Entonces ya cuando regresamos me pidió miles de disculpas y me regañó, me reprendió por mi voluble temperamento… Vieja, te portaste muy, pero muy pendeja, deveras, estuviste de lo más pendeja. No sé por qué ando contigo si hay muchas mujeres que me ofrecen dinero. A ver ¿dónde está el reloj?… Porque decía que le tenía que regalar un reloj para agradecer que anduviera conmigo… Entonces me decía ¿ya estás juntando para el reloj?… Y regresamos. Total, esa vez no probó el ácido…
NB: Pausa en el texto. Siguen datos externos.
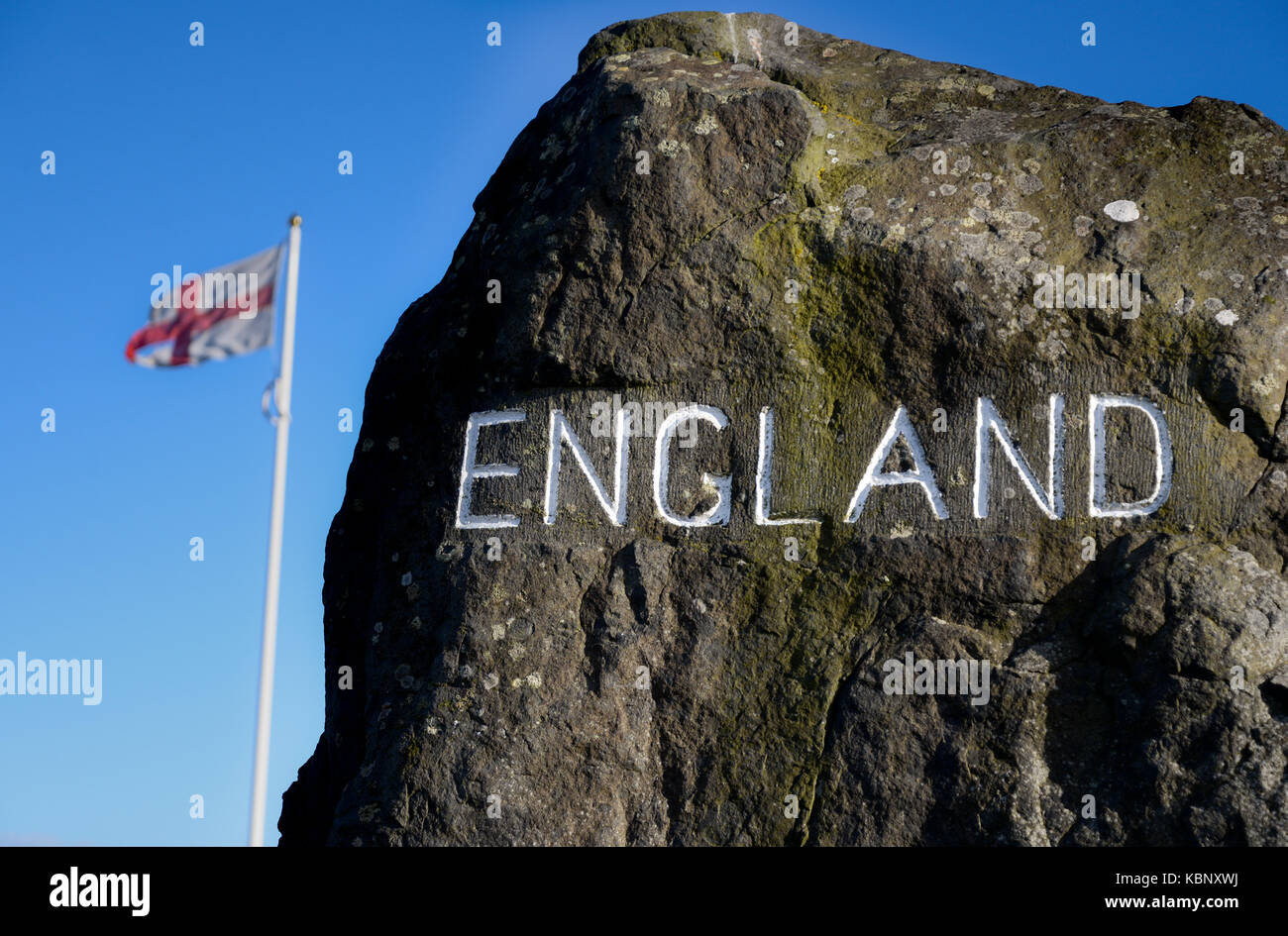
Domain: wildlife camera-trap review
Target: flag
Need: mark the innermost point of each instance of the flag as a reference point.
(209, 317)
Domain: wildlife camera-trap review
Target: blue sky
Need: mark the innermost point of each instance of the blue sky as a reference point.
(167, 155)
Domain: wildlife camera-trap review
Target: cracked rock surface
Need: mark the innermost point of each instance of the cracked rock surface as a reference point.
(655, 685)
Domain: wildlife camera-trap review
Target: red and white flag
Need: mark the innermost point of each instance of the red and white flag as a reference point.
(211, 316)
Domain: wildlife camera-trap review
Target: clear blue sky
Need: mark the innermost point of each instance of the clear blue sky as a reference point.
(175, 155)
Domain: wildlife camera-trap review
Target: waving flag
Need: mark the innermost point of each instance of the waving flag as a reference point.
(213, 316)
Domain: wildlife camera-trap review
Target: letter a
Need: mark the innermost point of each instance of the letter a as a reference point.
(921, 473)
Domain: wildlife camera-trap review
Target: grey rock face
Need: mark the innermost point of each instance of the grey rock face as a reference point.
(831, 231)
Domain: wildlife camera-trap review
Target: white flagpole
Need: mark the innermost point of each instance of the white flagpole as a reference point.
(268, 649)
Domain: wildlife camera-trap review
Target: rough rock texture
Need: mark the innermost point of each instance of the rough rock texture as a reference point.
(503, 702)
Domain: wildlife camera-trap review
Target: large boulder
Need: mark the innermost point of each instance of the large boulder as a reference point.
(709, 213)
Pero fíjate que el guapo guapo sí. Y no recuerdo si el efecto le duró treinta y seis horas o cuarenta y ocho. Pero esa noche salió y se paró enfrente del Ángel de la Independencia y estuvo allí durante horas y horas… Y no sabía qué había sido lo más sensacional, tú. Si las luces de los coches como joyas o mandarinas, o el lento desgarramiento del amanecer, o la columna que se hacía grandota, se hinchaba y elevaba en una orgullosa erección, o los pájaros que tronaban en las palmeras de la calle Florencia, o las ventanas hirientes del hotel María Isabel, o las grandes ideas de los ¿cómo se llaman? De los semáforos. Las grandes ideas… ¿Te imaginas?
(«Ay mi más mimo mío / mi bisvidita te ando / sí toda / así / te tato y topo tumbo y te arpo / y libo y libo tu halo…»).